The expense of nursing home care, which according to the 2008 LTC Insurance Sourcebook, published by the American Association for Long-Term Care Insurance ranges from $4,000 to $7,000 a month or more, can rapidly deplete the lifetime savings of elderly couples. The cost of home care as well as assisted living can be costly as well. Generally government programs such as Medicaid do not pay for this care and, as a result, as personal savings were depleted many people were (and are) forced into nursing homes.

In 1988, Congress enacted provisions to prevent what has come to be called "spousal impoverishment" that can leave the spouse who is still living at home in the community (as they refer to it) with little or no income or resources. These provisions are designed to help ensure that this situation will not occur and that community spouses are able to live out their lives with independence and dignity.

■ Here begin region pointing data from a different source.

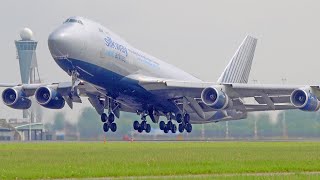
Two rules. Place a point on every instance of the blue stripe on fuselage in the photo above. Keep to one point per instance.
(114, 83)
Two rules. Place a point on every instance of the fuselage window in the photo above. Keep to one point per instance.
(73, 21)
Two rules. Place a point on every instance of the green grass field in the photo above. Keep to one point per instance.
(123, 159)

2009 Resource Eligibility (According to CMS)

The spousal impoverishment provisions apply when one member of a couple enters a nursing facility or other medical institution and is expected to remain there for at least 30 days. When the couple applies for Medicaid, an assessment of their resources is made. The couple's resources, regardless of ownership, are combined. The couple's home, household goods, an automobile, and burial funds are not included in the couple's combined resources. The result is the couple's combined countable resources. This amount is then used to determine the Spousal Share, which is one-half of the couple's combined resources.

To determine whether the spouse residing in a medical facility meets the state's resource standard for Medicaid, the following procedure is used: From the couple's combined countable resources, a Protected Resource Amount (PRA) is subtracted.

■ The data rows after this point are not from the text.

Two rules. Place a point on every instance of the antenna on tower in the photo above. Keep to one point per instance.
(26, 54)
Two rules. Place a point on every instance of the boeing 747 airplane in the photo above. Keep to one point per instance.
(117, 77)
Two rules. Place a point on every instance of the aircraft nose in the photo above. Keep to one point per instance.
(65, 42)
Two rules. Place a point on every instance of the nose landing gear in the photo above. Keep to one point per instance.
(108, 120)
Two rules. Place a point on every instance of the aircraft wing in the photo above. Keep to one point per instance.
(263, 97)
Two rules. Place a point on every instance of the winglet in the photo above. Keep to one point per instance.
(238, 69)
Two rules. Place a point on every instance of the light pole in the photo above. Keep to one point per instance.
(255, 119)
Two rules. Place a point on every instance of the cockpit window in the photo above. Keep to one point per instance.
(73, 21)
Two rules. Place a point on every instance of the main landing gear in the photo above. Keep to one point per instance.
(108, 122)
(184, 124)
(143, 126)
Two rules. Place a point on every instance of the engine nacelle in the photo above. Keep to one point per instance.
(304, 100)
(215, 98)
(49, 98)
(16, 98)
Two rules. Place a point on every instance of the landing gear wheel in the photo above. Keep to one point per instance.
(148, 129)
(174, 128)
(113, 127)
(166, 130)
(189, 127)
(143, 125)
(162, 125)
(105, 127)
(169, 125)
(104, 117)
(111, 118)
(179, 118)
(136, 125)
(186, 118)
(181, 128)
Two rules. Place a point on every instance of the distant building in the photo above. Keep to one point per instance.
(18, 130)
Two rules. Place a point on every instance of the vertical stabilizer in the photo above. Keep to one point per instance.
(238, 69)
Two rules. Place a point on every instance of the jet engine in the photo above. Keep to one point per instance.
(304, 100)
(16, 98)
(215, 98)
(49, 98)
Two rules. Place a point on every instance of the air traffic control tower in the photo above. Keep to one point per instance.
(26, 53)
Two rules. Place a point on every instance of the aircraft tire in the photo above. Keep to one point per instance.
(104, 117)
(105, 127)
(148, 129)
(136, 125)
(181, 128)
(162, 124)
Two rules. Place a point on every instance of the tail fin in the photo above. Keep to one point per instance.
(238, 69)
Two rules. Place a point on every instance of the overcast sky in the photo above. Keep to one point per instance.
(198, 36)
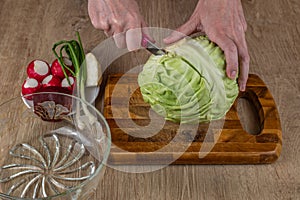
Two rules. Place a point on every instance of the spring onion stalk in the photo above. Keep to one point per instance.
(74, 50)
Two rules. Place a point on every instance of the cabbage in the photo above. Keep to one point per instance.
(189, 83)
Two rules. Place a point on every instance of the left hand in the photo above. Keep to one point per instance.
(224, 23)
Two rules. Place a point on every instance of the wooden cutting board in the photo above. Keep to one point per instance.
(140, 136)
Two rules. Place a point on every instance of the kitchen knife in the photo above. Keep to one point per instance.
(151, 47)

The PRA is the greatest of:
The Spousal Share, up to a maximum of $109,560 in 2009;
The state spousal resource standard, which a state can set at any amount between $21,912 and $109,560 in 2009;
An amount transferred to the community spouse for her/his support as directed by a court order; or
An amount designated by a state hearing officer to raise the community spouse's protected resources up to the minimum monthly maintenance needs standard.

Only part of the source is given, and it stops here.